Above all, as a digital services company, does Econocom know the business of e-shopping software and the relevance of SynerTrade's offering? The question arises all the more since neither Selectica, which would have been interested in the file for a time, nor Ivalua, potentially a candidate to strengthen its position in the French market and to strengthen itself in Germany, dared to engage. "SynerTrade, because of its positioning and product strategy, has not been a competitor for a few years now," said Martial Gérardin, Managing Director Europe of Perfect Commerce, for whom "this acquisition is not readable". By joining a service player, is SynerTrade not likely to face the same fate as IBX or Emptoris, diluted in a global offering combining services and software of all kinds? To the point of disappearing from radar.

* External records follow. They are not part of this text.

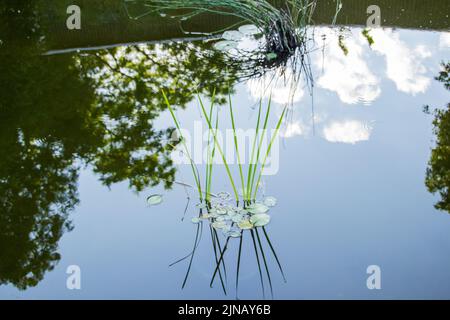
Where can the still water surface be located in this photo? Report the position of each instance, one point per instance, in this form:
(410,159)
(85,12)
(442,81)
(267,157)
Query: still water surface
(350,183)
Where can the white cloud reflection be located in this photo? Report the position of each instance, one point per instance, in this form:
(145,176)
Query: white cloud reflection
(404,64)
(285,88)
(347,75)
(347,131)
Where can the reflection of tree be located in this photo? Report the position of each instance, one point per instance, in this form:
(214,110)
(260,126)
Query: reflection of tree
(37,176)
(129,82)
(62,111)
(438,171)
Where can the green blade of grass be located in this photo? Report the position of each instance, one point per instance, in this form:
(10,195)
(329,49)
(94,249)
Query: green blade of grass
(193,167)
(252,163)
(266,120)
(277,129)
(238,264)
(213,153)
(209,161)
(236,144)
(213,238)
(219,148)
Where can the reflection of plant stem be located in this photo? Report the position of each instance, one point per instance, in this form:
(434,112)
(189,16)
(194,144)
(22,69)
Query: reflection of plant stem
(259,264)
(239,263)
(265,262)
(220,250)
(220,260)
(274,253)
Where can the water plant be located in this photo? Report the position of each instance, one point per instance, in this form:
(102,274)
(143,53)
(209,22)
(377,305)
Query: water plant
(223,213)
(282,27)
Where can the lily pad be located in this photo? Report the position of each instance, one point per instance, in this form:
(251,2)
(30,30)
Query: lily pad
(245,225)
(233,35)
(154,199)
(270,201)
(257,208)
(225,45)
(233,234)
(237,218)
(224,196)
(201,205)
(271,56)
(221,211)
(219,225)
(249,30)
(260,220)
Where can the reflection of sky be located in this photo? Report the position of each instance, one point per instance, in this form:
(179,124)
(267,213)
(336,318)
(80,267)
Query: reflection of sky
(341,207)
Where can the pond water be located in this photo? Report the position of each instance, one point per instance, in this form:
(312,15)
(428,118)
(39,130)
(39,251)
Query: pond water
(84,135)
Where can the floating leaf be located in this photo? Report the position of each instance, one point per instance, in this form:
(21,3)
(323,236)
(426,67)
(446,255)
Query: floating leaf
(271,56)
(270,201)
(154,199)
(221,211)
(260,220)
(237,218)
(226,229)
(201,205)
(232,35)
(195,220)
(249,30)
(233,234)
(225,45)
(245,225)
(257,208)
(224,196)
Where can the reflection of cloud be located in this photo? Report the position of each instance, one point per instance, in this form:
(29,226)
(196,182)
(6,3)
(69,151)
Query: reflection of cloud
(348,131)
(285,88)
(292,129)
(444,40)
(404,65)
(347,75)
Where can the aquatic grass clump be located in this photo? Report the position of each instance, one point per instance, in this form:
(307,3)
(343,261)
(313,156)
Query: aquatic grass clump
(281,27)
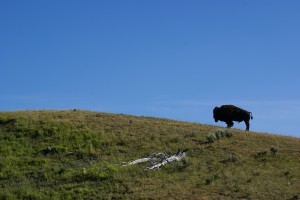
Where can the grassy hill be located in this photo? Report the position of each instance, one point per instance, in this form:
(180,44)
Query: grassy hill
(77,155)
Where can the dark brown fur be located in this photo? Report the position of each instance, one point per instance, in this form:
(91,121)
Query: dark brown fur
(230,113)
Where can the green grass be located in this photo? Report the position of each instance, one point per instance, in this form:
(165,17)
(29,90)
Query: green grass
(77,155)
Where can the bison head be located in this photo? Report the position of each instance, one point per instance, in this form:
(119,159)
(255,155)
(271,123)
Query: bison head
(216,114)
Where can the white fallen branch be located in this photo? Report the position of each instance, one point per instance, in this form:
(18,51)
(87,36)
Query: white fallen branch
(177,157)
(158,159)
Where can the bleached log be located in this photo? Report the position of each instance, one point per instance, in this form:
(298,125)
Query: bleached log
(177,157)
(158,159)
(138,161)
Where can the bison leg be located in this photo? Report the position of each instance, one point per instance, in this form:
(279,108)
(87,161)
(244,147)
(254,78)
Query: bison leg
(247,125)
(229,124)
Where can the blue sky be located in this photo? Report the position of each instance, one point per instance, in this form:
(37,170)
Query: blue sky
(172,59)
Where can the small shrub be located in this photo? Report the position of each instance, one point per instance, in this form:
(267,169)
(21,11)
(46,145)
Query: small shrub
(232,158)
(260,154)
(212,137)
(274,150)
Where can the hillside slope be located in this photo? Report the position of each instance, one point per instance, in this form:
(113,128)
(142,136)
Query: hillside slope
(77,155)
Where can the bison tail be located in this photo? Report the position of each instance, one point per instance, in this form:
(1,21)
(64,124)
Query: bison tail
(251,115)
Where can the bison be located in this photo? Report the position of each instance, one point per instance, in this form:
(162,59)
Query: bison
(230,113)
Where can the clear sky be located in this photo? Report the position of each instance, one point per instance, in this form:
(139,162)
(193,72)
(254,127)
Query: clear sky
(161,58)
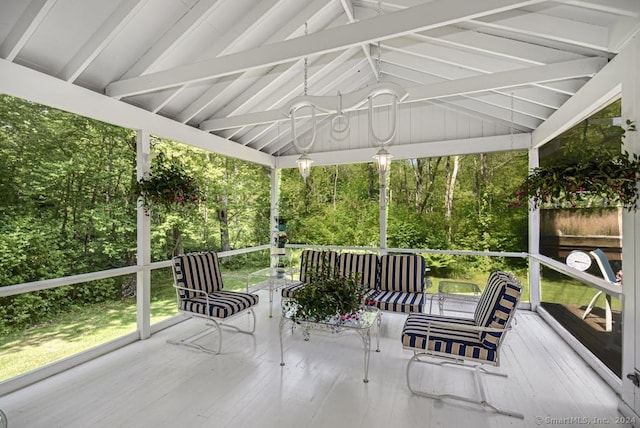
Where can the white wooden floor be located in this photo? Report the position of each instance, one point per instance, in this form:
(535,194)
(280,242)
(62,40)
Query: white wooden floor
(154,384)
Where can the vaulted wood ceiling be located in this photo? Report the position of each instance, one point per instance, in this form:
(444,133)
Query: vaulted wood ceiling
(480,75)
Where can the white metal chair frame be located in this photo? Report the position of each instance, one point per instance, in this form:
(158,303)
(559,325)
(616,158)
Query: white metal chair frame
(458,362)
(426,324)
(213,325)
(607,273)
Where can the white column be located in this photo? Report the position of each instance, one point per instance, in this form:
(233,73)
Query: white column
(534,242)
(275,212)
(383,212)
(143,280)
(630,394)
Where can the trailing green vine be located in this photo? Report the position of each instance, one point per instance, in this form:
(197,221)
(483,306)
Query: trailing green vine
(168,184)
(601,179)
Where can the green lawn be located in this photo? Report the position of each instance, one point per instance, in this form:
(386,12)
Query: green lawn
(89,326)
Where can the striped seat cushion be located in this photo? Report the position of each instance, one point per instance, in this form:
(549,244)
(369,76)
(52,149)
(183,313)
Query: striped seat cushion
(446,340)
(496,305)
(222,304)
(396,301)
(289,290)
(197,271)
(402,272)
(312,262)
(364,267)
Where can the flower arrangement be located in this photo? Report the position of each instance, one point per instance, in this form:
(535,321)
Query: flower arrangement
(168,184)
(601,177)
(331,297)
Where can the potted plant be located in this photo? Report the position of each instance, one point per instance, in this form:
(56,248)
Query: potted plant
(330,297)
(598,178)
(168,184)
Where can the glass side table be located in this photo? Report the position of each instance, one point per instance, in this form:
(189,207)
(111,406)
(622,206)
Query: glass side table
(458,291)
(274,278)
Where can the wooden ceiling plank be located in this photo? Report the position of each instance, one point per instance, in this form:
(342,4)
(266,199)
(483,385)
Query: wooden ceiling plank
(418,18)
(22,31)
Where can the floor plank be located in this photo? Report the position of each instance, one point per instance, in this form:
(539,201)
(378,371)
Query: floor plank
(154,384)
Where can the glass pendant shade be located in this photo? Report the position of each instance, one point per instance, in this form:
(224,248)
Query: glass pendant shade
(383,159)
(304,165)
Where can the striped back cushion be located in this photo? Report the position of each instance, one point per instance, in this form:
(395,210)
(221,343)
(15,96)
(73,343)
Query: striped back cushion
(402,273)
(312,262)
(362,266)
(497,306)
(197,271)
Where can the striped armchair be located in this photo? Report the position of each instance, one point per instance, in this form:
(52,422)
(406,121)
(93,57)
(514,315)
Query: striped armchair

As things stand, Econocom simply explains that SynerTrade was a "tremendous opportunity". "First of all, because the global market for saaS-mode e-purchase tools represents enormous potential," explains Bruno Grossi, the group's executive director, in charge of strategy, acquisitions and communications. "Secondly, because of SynerTrade's positioning: in terms of supply, with very complete coverage of the purchasing process, but also geographical presence, in line with Econocom's plan to become a "European company" and to strengthen its activities in several countries, particularly in Italy and Northern Europe." The manager added: "Of course, it all depended on the price. But in the end, we made a great deal." Understand: SynerTrade would not have been paid very much. Probably less than 7 million euros, according to Gérard Dahan, or much less.

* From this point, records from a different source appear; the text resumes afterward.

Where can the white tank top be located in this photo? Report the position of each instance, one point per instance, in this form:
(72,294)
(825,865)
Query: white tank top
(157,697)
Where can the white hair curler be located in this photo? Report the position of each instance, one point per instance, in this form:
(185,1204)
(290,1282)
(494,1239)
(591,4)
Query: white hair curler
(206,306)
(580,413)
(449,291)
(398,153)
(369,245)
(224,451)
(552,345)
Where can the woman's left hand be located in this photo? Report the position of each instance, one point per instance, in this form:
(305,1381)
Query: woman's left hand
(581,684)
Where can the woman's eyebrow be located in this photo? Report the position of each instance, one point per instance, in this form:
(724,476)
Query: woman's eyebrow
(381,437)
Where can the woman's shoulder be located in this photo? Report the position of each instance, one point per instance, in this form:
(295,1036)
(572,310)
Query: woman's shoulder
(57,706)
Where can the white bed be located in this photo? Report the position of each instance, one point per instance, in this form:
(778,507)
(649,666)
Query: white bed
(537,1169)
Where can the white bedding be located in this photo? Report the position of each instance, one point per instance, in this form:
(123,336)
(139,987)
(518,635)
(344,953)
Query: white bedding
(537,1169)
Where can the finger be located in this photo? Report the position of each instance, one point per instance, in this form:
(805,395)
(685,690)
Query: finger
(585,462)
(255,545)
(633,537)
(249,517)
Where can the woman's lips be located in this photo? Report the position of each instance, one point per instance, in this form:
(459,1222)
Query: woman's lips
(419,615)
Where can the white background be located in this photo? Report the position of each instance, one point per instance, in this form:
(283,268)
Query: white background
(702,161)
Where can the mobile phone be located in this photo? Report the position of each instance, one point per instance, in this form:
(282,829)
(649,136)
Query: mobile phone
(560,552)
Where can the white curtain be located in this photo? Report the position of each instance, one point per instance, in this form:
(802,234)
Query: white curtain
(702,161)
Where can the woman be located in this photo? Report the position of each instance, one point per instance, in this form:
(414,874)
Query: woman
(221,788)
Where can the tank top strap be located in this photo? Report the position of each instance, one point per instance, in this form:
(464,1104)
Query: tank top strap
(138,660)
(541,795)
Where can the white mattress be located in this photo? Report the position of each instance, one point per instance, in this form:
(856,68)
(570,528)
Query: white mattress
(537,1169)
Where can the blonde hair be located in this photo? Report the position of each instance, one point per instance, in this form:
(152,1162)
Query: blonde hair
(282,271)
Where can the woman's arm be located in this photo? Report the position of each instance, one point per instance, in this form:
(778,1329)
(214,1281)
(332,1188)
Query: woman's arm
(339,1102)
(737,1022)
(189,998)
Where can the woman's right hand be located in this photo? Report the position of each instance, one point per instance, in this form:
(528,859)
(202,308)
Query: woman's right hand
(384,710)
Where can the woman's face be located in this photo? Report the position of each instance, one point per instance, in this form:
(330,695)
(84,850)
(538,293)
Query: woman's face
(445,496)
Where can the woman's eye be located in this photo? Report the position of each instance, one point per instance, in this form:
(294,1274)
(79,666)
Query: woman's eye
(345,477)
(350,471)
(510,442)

The buybacks of B-pack and Hubwoo are to be put on another level. They are in fact pitting players already in the e-purchase market, who know the maturity of companies and their requirements in terms of tools in this field. And their only ambition is to reach a critical size and take advantage of synergies, to weigh on the market and to be able to progress faster. "To ensure its growth and sustainability, a software publisher must find sources of inspiration and funding. The Selectica, Iasta and B-pack merger bears the hallmark of this dual anchor," says Patrick Chabannes, who was recently recruited by the group as a solutions strategist. Established this summer, the new group now employs 170 people and expects sales of $35 million this year. The same is true for Hamp Wall, CEO of Perfect Commerce, which will reach 300 employees and a turnover of $50 million with Hubwoo: "The acquisition will support the company's growth in several key geographies, through highly complementary locations and customer portfolios." It also gives him the power of a business network, advanced features in the Purchasing management and a data center in Europe.

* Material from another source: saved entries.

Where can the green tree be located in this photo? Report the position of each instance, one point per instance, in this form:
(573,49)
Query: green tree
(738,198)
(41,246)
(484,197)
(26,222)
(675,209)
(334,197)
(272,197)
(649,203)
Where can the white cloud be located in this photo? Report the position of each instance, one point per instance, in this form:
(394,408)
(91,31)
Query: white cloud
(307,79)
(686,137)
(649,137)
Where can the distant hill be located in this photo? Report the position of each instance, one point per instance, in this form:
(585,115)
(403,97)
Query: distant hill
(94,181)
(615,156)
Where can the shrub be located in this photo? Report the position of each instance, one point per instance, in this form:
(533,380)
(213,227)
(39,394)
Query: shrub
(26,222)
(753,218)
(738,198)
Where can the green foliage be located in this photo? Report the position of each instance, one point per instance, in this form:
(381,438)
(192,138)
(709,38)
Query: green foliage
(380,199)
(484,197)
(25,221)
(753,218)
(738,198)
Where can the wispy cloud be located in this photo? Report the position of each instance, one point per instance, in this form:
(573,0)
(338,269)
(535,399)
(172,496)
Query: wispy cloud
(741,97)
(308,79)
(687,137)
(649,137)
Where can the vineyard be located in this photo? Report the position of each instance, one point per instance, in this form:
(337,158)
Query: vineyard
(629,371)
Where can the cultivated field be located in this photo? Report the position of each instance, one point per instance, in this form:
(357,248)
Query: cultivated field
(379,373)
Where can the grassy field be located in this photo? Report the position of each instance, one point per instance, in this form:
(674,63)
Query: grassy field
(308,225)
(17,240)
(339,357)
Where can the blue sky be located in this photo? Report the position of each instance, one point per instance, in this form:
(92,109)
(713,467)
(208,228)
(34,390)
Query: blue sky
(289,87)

In the end, this consolidation, in an extremely dynamic market, is rather viewed with a good eye by most of the other players present on the French market. At least by those who specialize in a particular niche, who do not see any particular threats, or those who can exercise a balanced balance of power. It would even be a "tremendous opportunity" for Ivalua. "Whatever happens, these operations will take time to materialize, which will create a call for air on the market, as in the two or three years of floating that followed the takeover ofAriba Gérard Dahan assures us. But it is clear that if its international ambitions were to amplify because the demand for the product would exceed the borders of Central and North American Europe, the situation would change. "We too would have to think about bringing an investor into a small part of our capital," he concludes.